Much of the library consists of individual published diary/volumes from diary writers around the world. The library now contains 1,200 volumes. It is made up of books, files, pictures, posters, and memorabilia. An example of the files are: world collections, world libraries, magazine articles, diary classes, Diary Journal Society, children's diaries, children diary exhibit, Concord exhibit, diamnisia, and diary as history.
It also has many published diary books of the "major" diarists of the world. A major diarist is a person who has written a diary of significant worth which has added to our literature. To name just a few of them: Ralph Waldo Emerson, Samuel Pepys, John Adams, Anais Nin, John Steinbeck, Virginia Woolf, James Boswell, Reverend Kilvert, Opal Whiteley, Anne Frank, May Sarton, and Katherin Mansfield.
It has "collections" which have been exhibited in Los Angeles Central Library, Beverly Hills Public Library, and Cabrillo College Library.
The Children's collection includes the diaries of: Louisa May Alcott, Marie Baskirtseff, Pet Majory Fleming, Nathaniel Hawthorne, Theodore Roosevelt, Karen Horney, Selma Lagerlof, Helene Morley, and many others.
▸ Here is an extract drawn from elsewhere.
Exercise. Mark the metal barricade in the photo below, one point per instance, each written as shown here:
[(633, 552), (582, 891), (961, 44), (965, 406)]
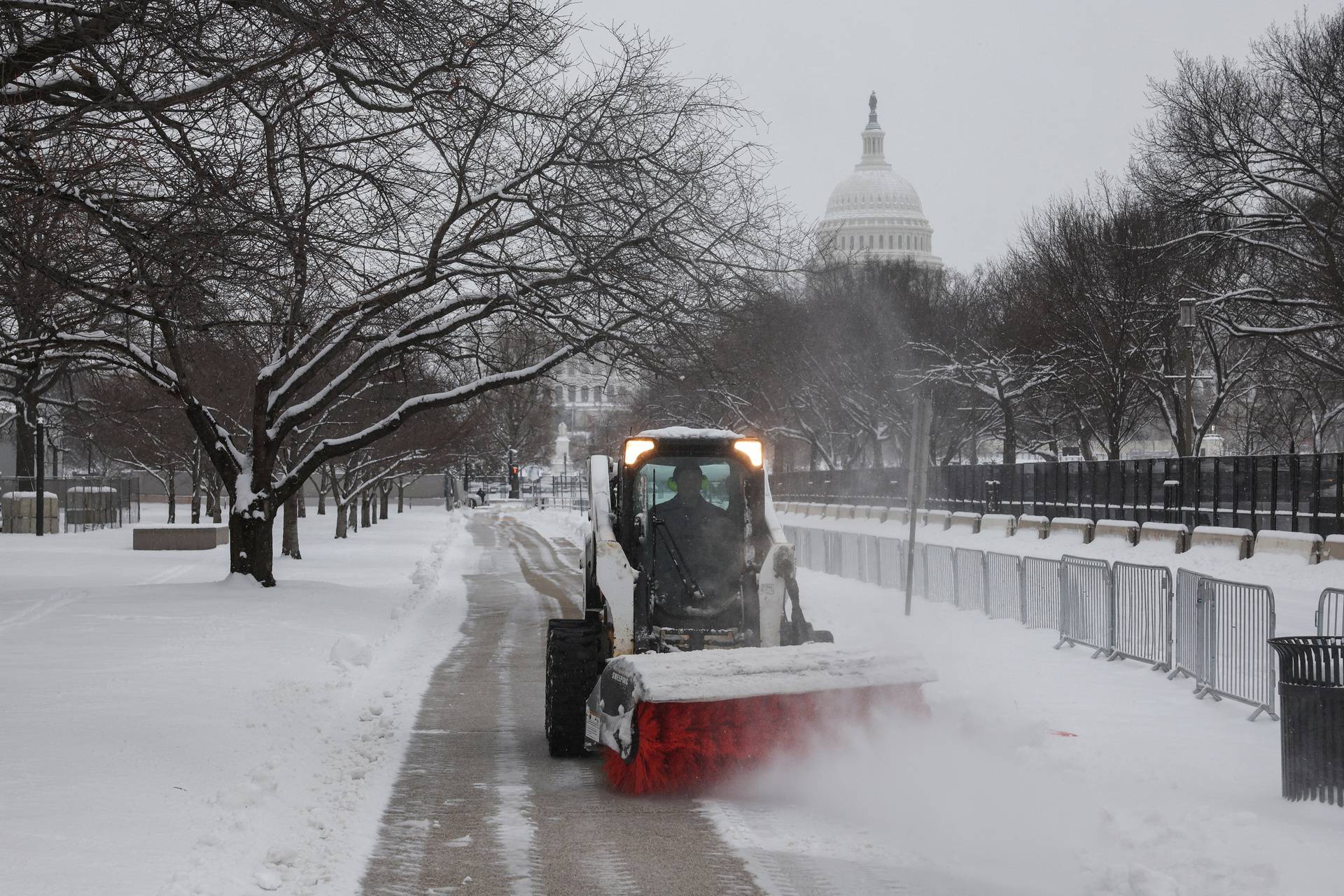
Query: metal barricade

Within this collection there are photographs, letters, interviews, stories, hypnogogic imagery, and biographies.
The Samuel Pepys, esq. collection. This is a very large collection. There are over 60 volumes of books and memorabilia. It has the very latest edition of the diary, the eleven volume set by Latham and Matthews, and published by the University of California Press. Robert Latham and William Matthews both taught at the University of London. Latham later was a professor at U.S.C. while Matthews became a professor at UCLA.
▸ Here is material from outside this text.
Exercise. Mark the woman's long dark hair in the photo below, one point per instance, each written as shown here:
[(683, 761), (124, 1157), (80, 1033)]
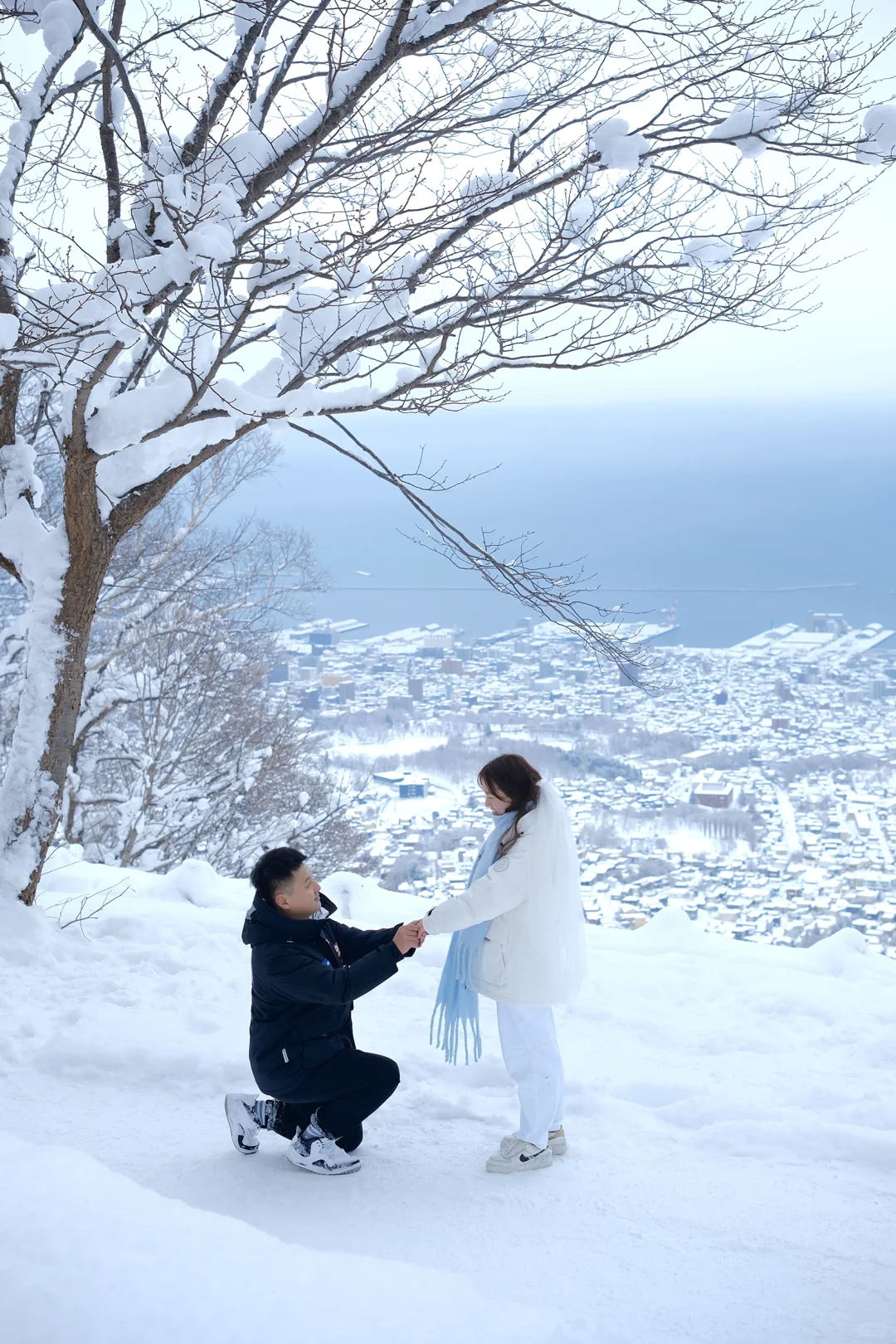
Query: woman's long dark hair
[(518, 782)]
The library has numerous sets in two, three, and one volumes. There are 12 biographies of Pepys; a special one by the famous Arthur Posonby M.P. There is the two-volume set of Private Correspondence of Pepys by Tanner. A thin volume entitled King Charles Preserved (an account of his escape after the Battle of Worcester dictated by the King himself to Samuel Pepys). Pepys recorded it in the cipher in his own diary. The next book has great value to the eye. The cover just states his name; inside we find it is an EXHIBITION of the portrait of Pepys. It is an exhibit that took place at the NATIONAL PORTRAIT GALLERY. Within the exhibition are paintings, furniture, drawings, books, and music. It is a joy to the eye to see the paintings of Pepys in color, portrait of Lord General Monk, Rump Bonfire, King Charles in several settings, My Lady Castlemain, a half nude portrait of Nell Gwyn, and a color painting of The Great Fire.
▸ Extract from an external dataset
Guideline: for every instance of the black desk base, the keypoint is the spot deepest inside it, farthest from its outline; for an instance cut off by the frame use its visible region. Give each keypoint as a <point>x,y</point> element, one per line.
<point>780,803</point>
Another interesting book is the Journal of Arthur Fallows. He writes that he went beyond the Appalachian Mountains in September of 1671 and proclaimed a great amount of territory for the King of England. The journal was read aloud to the Royal Society, Samuel Pepys President, preciding. Pepys wrote music as shown in the book Samuel Pepys, "Three Songs of His Choice."
I have left the smallest book in the Pepys Library to the very last. It is Sir Francis Drake's Nautical Almanack of 1546. In the 1600s Pepys was the head of the Admiralty when he found the book which became a part of his collection. The book in the Diary Library of Corralitos is a facsimile of the original, sold to me by the late librarian professor Latham.
The Concord, Massachusetts collection embodies the diaries of Emerson, Thoreau, Amos & Louisa May Alcott, Hawthorne and others. It also includes the circle of Emerson and these include: Margaret Fuller, Henry Dana Jr, Thomas Carlyle, Oliver Windall Holmes (Sr. and Jr.), and John Burroughs. There are biographies of all those mentioned. A couple of books of note: one is a volume of poetry; half by Holmes Sr. and half by Emerson. The other is a small blue book of the journey and the meeting of Emerson with John Muir in Yosemite Valley.